I think McCarthy is correct about this being the overwhelming attitude among the public. I also think the public is dangerously wrong on this.

This attitude of “throw all the bums out” is emotionally satisfying, but profoundly misguided. If you are the general manager of a horrible football team — for instance, the Bengals for most of the past 20 years — you would be really, really, really, really dumb to throw all the bums out, especially if they are to be replaced only with people with almost no NFL experience. I’m sorry, but there really is a skill set that can be developed only through experience. A team full of rookies won’t win, can’t win, no matter what.

All the right sentiments in the world, and all the right issue “positions,” won’t do any good if those who hold the positions and sentiments have no mastery of the system. Why is it that in politics, but nowhere else but politics, does the public think that experience isn’t valuable? It’s an utterly illogical idea.

I’ve seen it again and again: “Reformers” get into office with all the best motivations but no idea about how things work. They remain reformers for two or three years — but then they either succumb to corruption, or to power trips, or to conventional wisdom that subverts their principles. The public can’t really know if the elected officials can be trusted to be true statesmen until those officials have been in office long enough to remain reformers even after the bad-old-boys have time to regroup, re-strategize, and counter-attack against the would-be reformers — and until all the other snares of office have been not just rejected but overcome, repeatedly, all while polishing the toughness and canniness necessary not just to say the right things but actually get the right things done.

Conservatives, of all people, should understand this. But these days, we don’t. We’re looking for the latest greatest American Idol; our attention span is about as long as a text message; we swoon over the newest savior while ignoring those who have maintained their integrity and actually improved their effectiveness over the years, all because we actually denigrate effective experience. This American Idolatry and denigration of experience is a terrible flaw on the right these days; indeed, it’s a pathology.

To take examples of people who are NOT running for president (and thus to avid a specific political stand; i.e., these are for example, not to pick on any actual would-be candidates), this is why it is absurd for conservatives to think, this cycle, of the likes of Chris Christie or Marco Rubio to be president. They just haven’t been at the highest levels of positions that require the right skill sets for a long enough time. They have huge potential; but potential isn’t the same as qualifications.

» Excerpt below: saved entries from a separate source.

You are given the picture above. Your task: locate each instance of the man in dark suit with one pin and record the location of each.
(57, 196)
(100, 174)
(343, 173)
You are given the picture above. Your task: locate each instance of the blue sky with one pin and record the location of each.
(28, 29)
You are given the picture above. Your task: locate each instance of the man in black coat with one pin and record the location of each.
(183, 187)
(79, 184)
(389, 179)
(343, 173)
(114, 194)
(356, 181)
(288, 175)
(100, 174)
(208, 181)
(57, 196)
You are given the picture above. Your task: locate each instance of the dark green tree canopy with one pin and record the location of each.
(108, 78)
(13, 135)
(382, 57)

While I’m at it, the other flaw in conservative public perception is the denigration of legislative experience. Again, this is absurd. Knowing how to get things actually passed into law, through the legislative process, is a virtue, not a vice. Many voters may say they want “executive experience,” but the truth is that a major committee chairman or a party’s conference/caucus chairman or Leader in a legislative chamber is indeed a position that requires significant executive skills. Staffs are large. Power is utilized in an executive fashion. And the right combination of personal assumption of authority with the ability to delegate some responsibilities is essential.

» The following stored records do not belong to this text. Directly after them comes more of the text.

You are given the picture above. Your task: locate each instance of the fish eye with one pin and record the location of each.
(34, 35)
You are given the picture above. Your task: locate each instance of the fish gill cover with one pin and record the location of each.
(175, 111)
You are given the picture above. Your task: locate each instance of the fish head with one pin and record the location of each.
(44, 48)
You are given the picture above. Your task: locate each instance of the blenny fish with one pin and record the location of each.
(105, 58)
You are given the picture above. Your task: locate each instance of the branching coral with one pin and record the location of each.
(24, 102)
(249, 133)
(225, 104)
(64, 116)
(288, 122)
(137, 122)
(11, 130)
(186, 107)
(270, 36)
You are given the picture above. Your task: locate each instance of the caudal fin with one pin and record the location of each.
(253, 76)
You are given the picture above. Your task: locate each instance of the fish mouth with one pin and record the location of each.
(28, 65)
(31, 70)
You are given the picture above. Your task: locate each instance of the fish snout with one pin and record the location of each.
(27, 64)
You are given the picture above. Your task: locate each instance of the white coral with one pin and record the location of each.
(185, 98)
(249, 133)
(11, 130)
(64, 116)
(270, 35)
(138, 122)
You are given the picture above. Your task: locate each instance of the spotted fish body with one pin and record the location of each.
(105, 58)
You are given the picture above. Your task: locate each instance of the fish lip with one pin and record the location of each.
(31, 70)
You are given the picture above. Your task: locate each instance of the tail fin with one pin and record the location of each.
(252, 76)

Most of the worst presidents have been those with the least relevant experience. Obama. Carter. Harding. And, lest we forget, John F. Kennedy in his first two years, as George Will reminded us the other day.

And yes, I know that Kennedy had been in Congress for 12 years already. But he was almost a nonentity once there. He missed huge swaths of time while hospitalized, sometimes near death, with his Addison’s Disease. He was mostly a dilettante, with little actual legislative accomplishment. He was, in short, a lightweight in the House and Senate.

Anyway, in the spirit of Russell Kirk and Edmund Burke (although I tend otherwise to the Jeffersonian/Madisonian realm), I urge conservatives to remember that prudence and experience are usually prerequisites for wisdom and statesmanship. Stop looking for the new new thing. Stop looking for an Idol. Start demanding real accomplishment, not just splashy, ineffective PR stances.